The study delves into the mechanisms underlying the regulation of methyltransferase genes and their impact on antibiotic resistance. It highlights the role of erm genes, particularly in conferring resistance to MLS antibiotics, and their prevalence among nosocomial bacteria. The research elucidates how mutations affecting translation initiation or mRNA stability contribute to erm gene upregulation, thereby promoting antibiotic resistance.
Furthermore, the article investigates the physiological consequences of adenosine methylation on bacterial fitness and virulence. Using methicillin-resistant Staphylococcus aureus (MRSA) as a model, it was demonstrated that constitutive methylation of ribosomes leads to reduced translational efficiency and altered gene expression, particularly affecting virulence factors. The research also employs genome-wide ribosome profiling to elucidate the global impact of ribosomal methylation on translation. It reveals altered mRNA levels and decoding of virulence-associated genes, shedding light on the mechanisms underlying the fitness loss observed in methylated ribosomes.
Overall, these findings underscore the significance of adenosine methylation in bacterial physiology, antibiotic resistance, and pathogenesis. It provides valuable insights into the molecular mechanisms governing ribosomal methylation and its consequences, offering potential avenues for combating antibiotic resistance in bacterial infections.
Simultaneous nanopore profiling of mRNA m6A and pseudouridine reveals translation coordination
Nature Biotechnology, 2024
The article discusses the significance of two prevalent modifications found in mammalian messenger RNA (mRNA), namely N6-methyladenosine (m6A) and pseudouridine (Ψ). While m6A has been extensively studied and is known to influence various cellular processes including mRNA stability, splicing, and translation, Ψ’s primary function – exemplified by COVID-19 mRNA vaccines – is to aid innate immune avoidance. However, understanding the interplay between these modifications within the same mRNA transcript remains a gap in research.
To address this, the authors developed a novel nanopore sequencing pipeline called NanoSPA, capable of simultaneously analyzing m6A and Ψ modifications. They applied this pipeline to human transcriptomes and polysome profiling data, revealing insights into the co-dependence and antagonism between these modifications. NanoSPA utilizes a fused workflow for base calling, alignment, and feature extraction, enabling efficient processing and storage.
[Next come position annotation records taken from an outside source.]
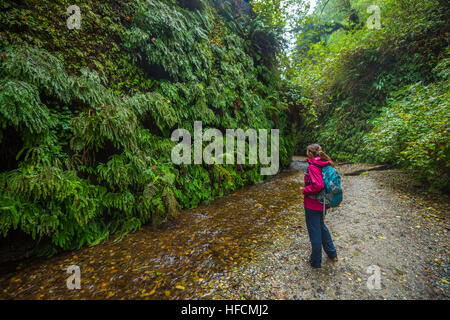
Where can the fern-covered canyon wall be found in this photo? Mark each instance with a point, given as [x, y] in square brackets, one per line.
[86, 114]
[377, 94]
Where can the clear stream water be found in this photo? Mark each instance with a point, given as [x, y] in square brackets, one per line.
[182, 260]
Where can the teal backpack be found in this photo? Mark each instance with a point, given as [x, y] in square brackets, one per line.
[331, 194]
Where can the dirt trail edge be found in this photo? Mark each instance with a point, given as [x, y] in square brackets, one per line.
[381, 223]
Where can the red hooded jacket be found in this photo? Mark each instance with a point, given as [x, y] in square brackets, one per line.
[314, 183]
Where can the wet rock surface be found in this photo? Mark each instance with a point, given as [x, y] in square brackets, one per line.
[382, 222]
[253, 244]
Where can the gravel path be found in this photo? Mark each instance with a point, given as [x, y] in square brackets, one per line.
[401, 232]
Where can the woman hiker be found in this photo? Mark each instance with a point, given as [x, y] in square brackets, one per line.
[317, 230]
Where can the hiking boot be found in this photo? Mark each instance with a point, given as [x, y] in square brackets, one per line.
[335, 259]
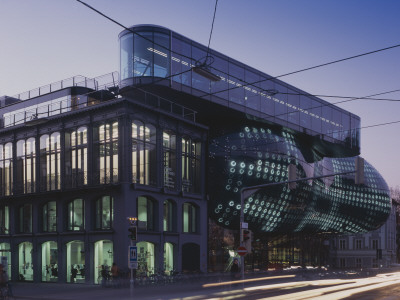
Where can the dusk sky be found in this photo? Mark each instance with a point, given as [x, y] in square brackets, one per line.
[44, 41]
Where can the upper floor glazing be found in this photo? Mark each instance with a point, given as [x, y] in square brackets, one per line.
[153, 51]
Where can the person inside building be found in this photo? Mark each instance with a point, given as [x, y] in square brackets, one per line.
[235, 269]
[4, 283]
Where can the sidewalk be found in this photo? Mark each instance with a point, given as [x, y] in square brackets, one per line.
[66, 291]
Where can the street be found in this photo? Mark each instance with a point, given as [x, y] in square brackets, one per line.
[303, 285]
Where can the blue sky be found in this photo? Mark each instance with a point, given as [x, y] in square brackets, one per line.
[44, 41]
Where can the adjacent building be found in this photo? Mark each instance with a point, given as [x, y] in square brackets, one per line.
[170, 140]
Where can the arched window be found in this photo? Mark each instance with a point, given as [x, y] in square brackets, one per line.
[50, 216]
[103, 256]
[146, 259]
[25, 218]
[191, 167]
[76, 215]
[146, 213]
[168, 258]
[26, 166]
[49, 261]
[6, 252]
[169, 216]
[50, 162]
[144, 154]
[6, 169]
[104, 212]
[106, 153]
[4, 219]
[189, 218]
[76, 157]
[75, 268]
[25, 261]
[169, 151]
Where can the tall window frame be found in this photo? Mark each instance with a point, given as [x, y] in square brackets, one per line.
[76, 215]
[4, 219]
[26, 165]
[189, 218]
[76, 157]
[144, 153]
[106, 152]
[169, 158]
[25, 218]
[146, 213]
[50, 161]
[169, 215]
[49, 216]
[104, 213]
[191, 165]
[6, 169]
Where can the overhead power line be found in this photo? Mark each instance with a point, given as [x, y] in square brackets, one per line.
[259, 81]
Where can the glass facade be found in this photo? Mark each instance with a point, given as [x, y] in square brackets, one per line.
[191, 168]
[169, 215]
[4, 219]
[103, 258]
[26, 166]
[169, 151]
[75, 262]
[76, 157]
[332, 204]
[25, 267]
[25, 218]
[189, 218]
[76, 215]
[106, 152]
[144, 153]
[146, 213]
[146, 259]
[49, 262]
[104, 212]
[50, 216]
[158, 52]
[6, 169]
[50, 162]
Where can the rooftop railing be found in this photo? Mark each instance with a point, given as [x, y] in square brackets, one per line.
[37, 113]
[96, 83]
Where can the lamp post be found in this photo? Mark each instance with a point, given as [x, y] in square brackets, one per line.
[133, 237]
[292, 180]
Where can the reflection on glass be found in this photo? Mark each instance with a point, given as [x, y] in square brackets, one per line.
[75, 215]
[104, 212]
[75, 268]
[49, 262]
[25, 266]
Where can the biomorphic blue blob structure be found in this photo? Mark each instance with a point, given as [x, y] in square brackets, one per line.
[254, 155]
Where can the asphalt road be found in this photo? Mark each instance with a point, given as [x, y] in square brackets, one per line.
[271, 286]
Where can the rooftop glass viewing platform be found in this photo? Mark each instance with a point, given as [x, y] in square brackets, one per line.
[72, 94]
[149, 51]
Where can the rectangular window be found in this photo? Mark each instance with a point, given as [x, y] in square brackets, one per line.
[25, 218]
[342, 262]
[4, 220]
[342, 244]
[358, 244]
[374, 244]
[191, 168]
[169, 147]
[358, 262]
[106, 153]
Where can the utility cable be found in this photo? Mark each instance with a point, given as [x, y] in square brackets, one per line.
[212, 27]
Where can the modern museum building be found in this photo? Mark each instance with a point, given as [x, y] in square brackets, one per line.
[170, 139]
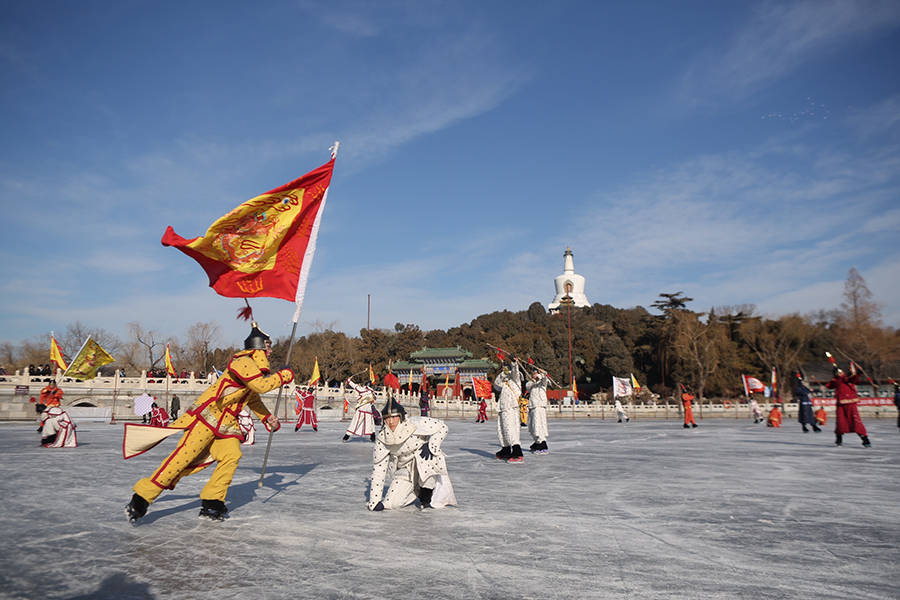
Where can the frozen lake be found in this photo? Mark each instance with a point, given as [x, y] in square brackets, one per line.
[644, 510]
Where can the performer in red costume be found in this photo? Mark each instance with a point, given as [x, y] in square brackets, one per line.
[306, 409]
[847, 419]
[211, 430]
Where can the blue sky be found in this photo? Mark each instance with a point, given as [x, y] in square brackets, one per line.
[738, 152]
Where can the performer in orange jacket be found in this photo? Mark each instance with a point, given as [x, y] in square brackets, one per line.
[847, 419]
[51, 395]
[211, 430]
[821, 416]
[686, 400]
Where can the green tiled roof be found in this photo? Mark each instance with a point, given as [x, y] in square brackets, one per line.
[440, 353]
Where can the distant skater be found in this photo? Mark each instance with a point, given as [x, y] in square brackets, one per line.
[620, 412]
[363, 422]
[897, 401]
[847, 419]
[687, 401]
[755, 411]
[482, 411]
[537, 412]
[804, 406]
[509, 380]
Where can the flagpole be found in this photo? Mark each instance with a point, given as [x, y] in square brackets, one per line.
[301, 292]
[112, 417]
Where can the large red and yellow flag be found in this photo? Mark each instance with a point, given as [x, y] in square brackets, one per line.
[263, 247]
[314, 378]
[56, 356]
[170, 368]
[90, 358]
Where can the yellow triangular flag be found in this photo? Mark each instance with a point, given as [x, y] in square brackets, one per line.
[56, 354]
[315, 376]
[90, 358]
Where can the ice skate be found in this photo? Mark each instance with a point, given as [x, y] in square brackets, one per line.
[425, 497]
[515, 454]
[137, 508]
[214, 510]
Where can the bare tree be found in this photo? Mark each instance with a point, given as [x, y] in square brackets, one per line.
[779, 343]
[859, 331]
[698, 345]
[150, 340]
[200, 338]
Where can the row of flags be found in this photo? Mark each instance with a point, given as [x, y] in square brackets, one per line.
[625, 386]
[90, 357]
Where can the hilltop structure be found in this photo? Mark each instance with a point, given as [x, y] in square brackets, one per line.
[569, 286]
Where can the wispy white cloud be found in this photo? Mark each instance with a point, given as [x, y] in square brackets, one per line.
[780, 37]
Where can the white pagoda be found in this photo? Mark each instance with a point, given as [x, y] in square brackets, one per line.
[569, 286]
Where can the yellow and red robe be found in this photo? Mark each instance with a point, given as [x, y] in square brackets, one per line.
[210, 426]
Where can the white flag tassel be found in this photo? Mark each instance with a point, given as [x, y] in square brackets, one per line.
[311, 248]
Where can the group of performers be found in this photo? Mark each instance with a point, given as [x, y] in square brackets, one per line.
[407, 450]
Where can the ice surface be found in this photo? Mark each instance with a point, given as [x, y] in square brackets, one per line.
[643, 510]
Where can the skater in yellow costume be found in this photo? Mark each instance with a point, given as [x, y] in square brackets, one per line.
[211, 430]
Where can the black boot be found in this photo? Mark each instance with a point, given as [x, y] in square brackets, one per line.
[516, 454]
[137, 508]
[214, 510]
[425, 497]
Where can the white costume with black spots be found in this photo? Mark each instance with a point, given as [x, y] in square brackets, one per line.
[537, 407]
[620, 412]
[400, 452]
[508, 423]
[55, 423]
[245, 422]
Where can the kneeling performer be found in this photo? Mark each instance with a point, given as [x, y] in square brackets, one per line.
[411, 448]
The study revealed that transcripts with more Ψ tend to have fewer m6A sites, and vice versa, suggesting a mutual exclusion phenomenon. Furthermore, knockdown experiments of key writers for m6A and Ψ provided insights into their regulatory roles. METTL3 knockdown reduced m6A levels universally, while TRUB1 knockdown decreased Ψ levels, leading to alterations in translation efficiency. Polysome profiling indicated a synergistic effect of m6A and Ψ on translation, with Ψ exerting a larger influence. Overall, the study underscores the importance of simultaneous investigation of mRNA modifications and reveals intricate dynamics governing mRNA regulation and translation efficiency, with implications for understanding disease mechanisms and therapeutic development.